Notons aussi qu'il y a au moins trois sortes de rationalité qui
couvrent tout le spectre de nos acceptions du mot de raison : la
rationalité pratique, qui nous permet d'assouvir nos désirs, la
rationalité scientifique, qui nous permet d'expliquer le monde, et la
rationalité morale,
qui nous permet de critiquer nos propres désirs pour leur substituer
des buts moraux. On voit ainsi que, si la rationalité pratique est, pour
parodier Hume, "la servante des passions", la rationalité morale, au
contraire, est leur maîtresse en les soumettant à ses commandements.
Mais l'on va comprendre ici que la rationalité morale a aussi besoin de
nos passions, et plus particulièrement de la vertu, pour pouvoir se
déployer. Car la vertu est bel et bien une passion en tant que "désir
ardent de faire le bien".
Admettons que nous ne soyons pas du tout rationnels. Comment alors
devenir moraux ? Il y faut la vertu et nous allons voir comment elle
naît.
Les Grecs disaient que l'être humain idéal possédait au plus haut point la
kalokagathía. Le mot est composé des adjectifs
kalós kaì agathós
qui signifient littéralement "bel et bon". Pour les Grecs, la bonté
était inséparable de la beauté. La bonté morale était aussi une beauté
morale. Nous retrouvons en français cette intuition quand nous disons de
quelqu'un de bien qu'il est une "belle personne", qu'il a une "belle
personnalité".
Il est donc inutile d'être rationnel pour aimer la bonté morale ; il suffit de l'admirer en y décelant la
kalokagathía
des Grecs. Et la vertu consiste précisément en ce désir ardent, né de
l'admiration de la bonté morale, de l'imiter et de devenir bon soi-même.

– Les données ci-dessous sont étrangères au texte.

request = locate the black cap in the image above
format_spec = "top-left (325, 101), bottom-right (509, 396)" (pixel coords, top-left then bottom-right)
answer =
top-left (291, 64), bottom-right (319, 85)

La vertu est même, en dehors de la religion, le seul autre moyen de
se "convertir" à la rationalité morale. C'est pourquoi je l'ai nommée
voie laïque.
Nous pouvons en effet nous convertir à la bonté morale pour obéir à l'ordre que nous donne une divinité d'agir ainsi. C'est la
voie religieuse.
Cette dernière comporte cependant une contradiction ou, du moins, une
tension internes. Comment en effet se convertir à la rationalité morale
au nom de religions dont les dogmes, par ailleurs, sont une insulte à
l'intelligence et à la raison ? Comment être
raisonnablement bons en effet au nom d'une religion qui, par exemple, nous demande de
déraisonnablement
croire que son prophète est le fils de la divinité, qu'il est revenu à
la vie trois jours après son exécution et qu'il est ensuite "monté au
ciel", si tant est que cela veuille dire quelque chose, etc. ?
Inversement la raison toute seule et par elle-même ne peut nous
amener à être rationnellement bons car elle se heurte rapidement aux
limites que lui impose la faiblesse de la volonté. Par exemple, je peux
être rationnel et savoir que la cigarette est mauvaise pour la santé,
mais cette connaissance seule ne suffira pas à me faire arrêter de
fumer, tous les fumeurs invétérés le savent bien.
La vertu est donc une passion irrationnelle, un amour irraisonné de
la raison, qui nous poussera à écouter notre rationalité et à arrêter de
fumer. De la même façon, je peux très bien savoir qu'il est mal,
moralement inacceptable de faire ceci ou cela et, pourtant, ne pas
pouvoir m'empêcher de le faire. Pour m'en empêcher, c'est-à-dire pour
obéir aux recommandations de ma raison qui voudrait que je fisse le
bien, il me faudra l'assistance d'une autre passion, plus puissante que
celle qui me pousse à faire le mal tout en sachant que c'est mal, et
cette autre puissante passion est la vertu.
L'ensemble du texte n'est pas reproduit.